Edward Hopper The poet of silence

Edward Hopper was born on July 22, in Hudson in the small River town of Nyack, New York in 1882. He was one of two children of a comfortably well-to-do family, his parents were Elizabeth Griffiths Smith and Garret Henry Hopper, a dry-goods merchant. Hopper was a good student in grade school and showed talent in drawing at age five.

Hopper's parents encouraged his art and kept him amply supplied with materials, instructional magazines, and illustrated books. By his teens, he was working in pen-and-ink, charcoal, watercolor, and oil—drawing from nature as well as making political cartoons.

In 1895, he created his first signed oil painting, Rowboat in Rocky Cove. It shows his early interest in nautical subjects. Infact Edward loved the sea when he was young. That explains why some of his paintings had the scene at the sea or beaches (but also outdoor scenes as a lighthouse, a church, streets, houses and trees). When he was a child he spent a lot of time by the sea in ship yards in his hometown. And he had an interest of boats and the military. He wanted to pursue the career of a naval architect. But when he was 15 years old, his father gave him supplies to build a catboat of, and it didn't end out well. So instead, he decided to pursue a career in art and in 1900 he transferred to the New York School of Art, where he worked with Robert Henri, one of the fathers of American Realism.

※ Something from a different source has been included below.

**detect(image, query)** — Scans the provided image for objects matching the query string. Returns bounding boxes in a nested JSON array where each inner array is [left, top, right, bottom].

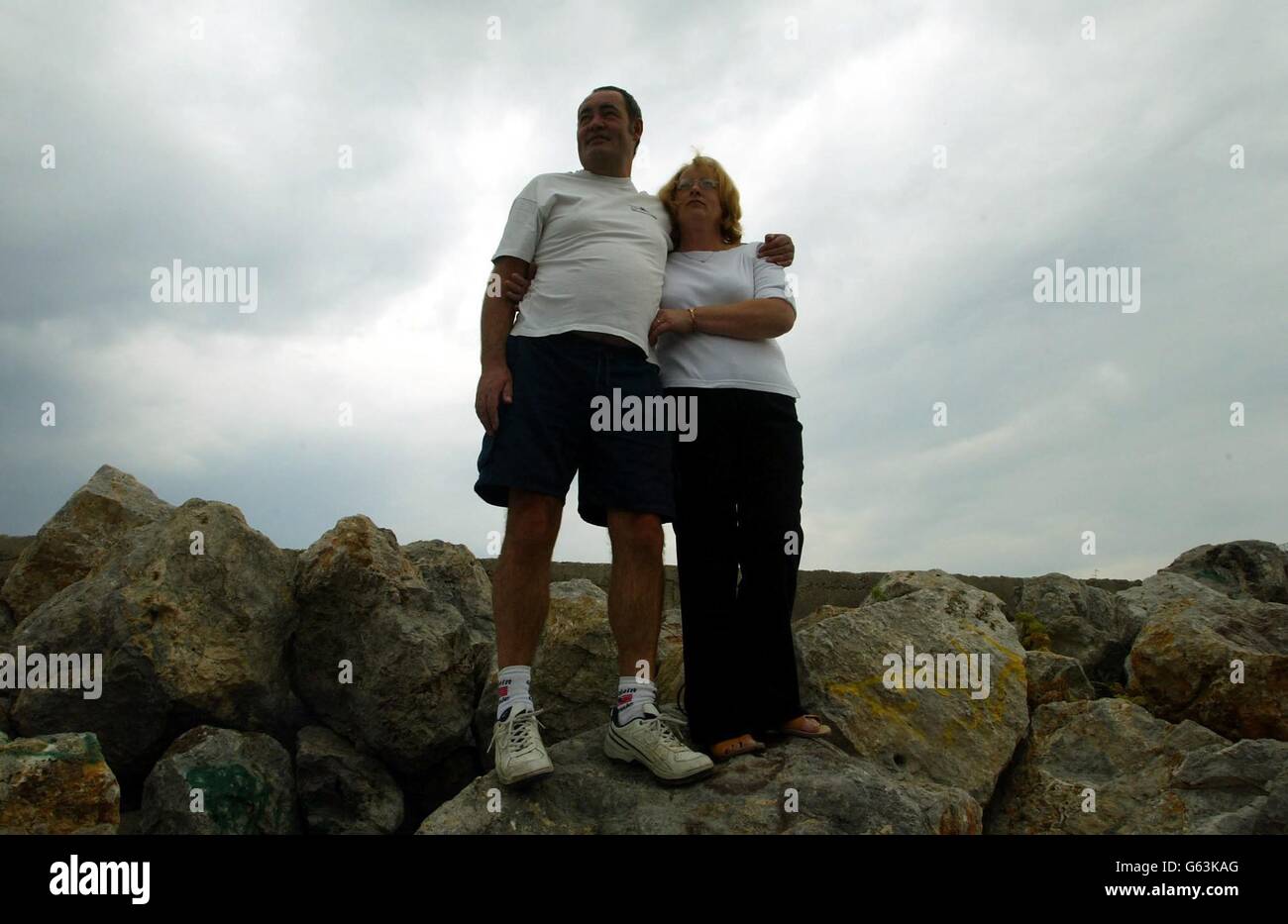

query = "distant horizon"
[[0, 0, 1288, 580]]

Many years later, in 1906, he went to study in Paris, to learn about the Vanguards that were developing in Europe. He remained particularly impressed by the art of the Impressionists.

In 1913 he sold his first painting, Sailing, for $ 250 but for support himself, he must to work as an illustrator for advertising agencies, work that he hates. It is during this period that, in addition to painting, Hopper learns the technique: it will be this to make it known by the public winning prizes and awards.

In 1923 he met the artist Josephine Nivison that from now on will be the model for all those female portraits from him. The two were married a year later but their will be a stormy relationship due to the capricious nature of that ill-Jo is combined with the stubborn silence of Edward.

In 1924 Hopper gets the deserved success with an exhibition at Gallery Rehn that puts the public and critics agree.

In 1925 his painting titled Apartment Houses is purchased by the Pennsylvania Academy in 1930 while the work House by the Railroad becomes part of the permanent collection of the MoMA in New York three years later the first retrospective dedicated to him.

House by the Railroad

In 1942 he painted his most famous work, Nighthawks. In the painting there is the essence of Hopper: the subject inspired by the daily life, the contrast between light and dark, which encloses the protagonists in a "bubble of light", the sense of loneliness and lack of communication transmitted by patrons who , despite being neighbors they seem to ignore each other.

Hopper leaves the stage at the end of the fifties, with the rise of abstract expressionism. A few years before he died, in 1965, he will carry out the work Two comedians in which it is easy to see his portraits and his wife Josephine who greet the public for the last time. He died in 1967.

He is considered the greatest exponent of American realism.

His works tell the story of America at that time: didn’t make it through the glitz of high-rise buildings or monuments but by portraying the daily life: from petrol stations to quiet streets, illuminated by street lamps and neon lights.The Hopper paintings tell stories, like torn frames in a movie whose plot is defined by the viewer in the moment when you stop to contemplate admired the artwork.

Hopper's works are made through silence and solitude. This was so because Edward Hopper: Melancholy and silent, a person who preferred to the sky, the mountains and the sunny desert of Mexico, the charm of an isolated station in the American campaign.